Maria Orwid była jedną z pierwszych kobiet w polskiej psychiatrii, sama ocalała z holokaustu. Mieszkała w getcie w Przemyślu, później ukrywała się po aryjskiej stronie. Jako dorosła osoba, specjalistka i profesjonalistka na polu psychiatrii, zajęła się badaniem osób po traumie, dokładnie osób, które doświadczyły życia w obozie, tzw. oświęcimiaków.
Opisała zespół objawów, które te osoby miały i o których opowiadały - problemy ze snem, flashbacki, czyli odtwarzanie minionych wydarzeń, lęki. Są to objawy, które dzisiaj pakujemy do worka z napisem PTSD - zespołu stresu pourazowego. Natomiast ona opisała je wiele lat przed tym, jak Amerykanie zaczęli mówić o tym, że istnieje takie zjawisko.
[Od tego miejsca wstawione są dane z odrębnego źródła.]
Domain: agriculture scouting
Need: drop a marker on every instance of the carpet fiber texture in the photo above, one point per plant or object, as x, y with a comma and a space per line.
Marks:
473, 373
Niestety pisała o tym za żelazną kurtyną, więc jej artykuły na ten temat nigdy nie zostały przetłumaczone na język angielski i nie funkcjonowały w świadomości zachodnich psychiatrów. To ona jako pierwsza zwróciła na to uwagę, choć nie nazwała tego zespołem stresu pourazowego, mówiła, że jest to trauma poobozowa i jej konsekwencje.
Swoją żydowską tożsamość przestała ukrywać, jak tylko zaczęło to od niej zależeć. W czasie wojny była to konieczność, po wojnie też, ponieważ sytuacja Żydów w powojennej Polsce nie była stabilna. W momencie gdy Maria idzie na studia, bez skrępowania mówi, że jest Żydówką. Jej przeżycia wojenne, pochodzenie sprawiło, że stała się wiarygodna, gdy postanowiła pracować z ocalonymi z holokaustu. Żydzi polscy zaczęli czuć się bezpiecznie.
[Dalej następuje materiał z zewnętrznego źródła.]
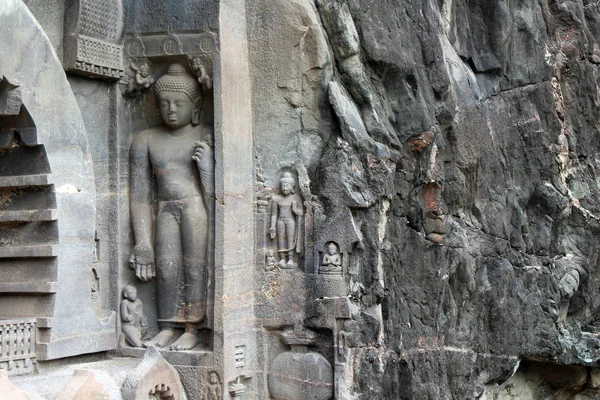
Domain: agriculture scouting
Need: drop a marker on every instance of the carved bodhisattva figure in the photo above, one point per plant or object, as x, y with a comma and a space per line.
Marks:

Psychoterapią zaczęła zajmować się po 1989 roku. Był to moment, w którym osoby ukrywające swoje żydowskie pochodzenie zaczęły o tym mówić. Maria była zaangażowana w większość żydowskich organizacji w Krakowie, obecna przy założeniu Centrum Społeczności Żydowskiej, a także była członkinią Stowarzyszenia Dzieci Holokaustu. Patrząc na swoich kolegów i koleżanki, pomyślała, że przydałaby się im pomoc. Razem ze swoim ze swoim zespołem zaczęła organizować wyjazdy, podczas których prowadzone były grupowe zajęcia psychoterapii.
Zawsze pytała o to, co pacjent ma do powiedzenia, a były to czasy, w których do pacjentów oddziałów psychiatrycznych podchodzono często w sposób całkowicie pozbawiony szacunku.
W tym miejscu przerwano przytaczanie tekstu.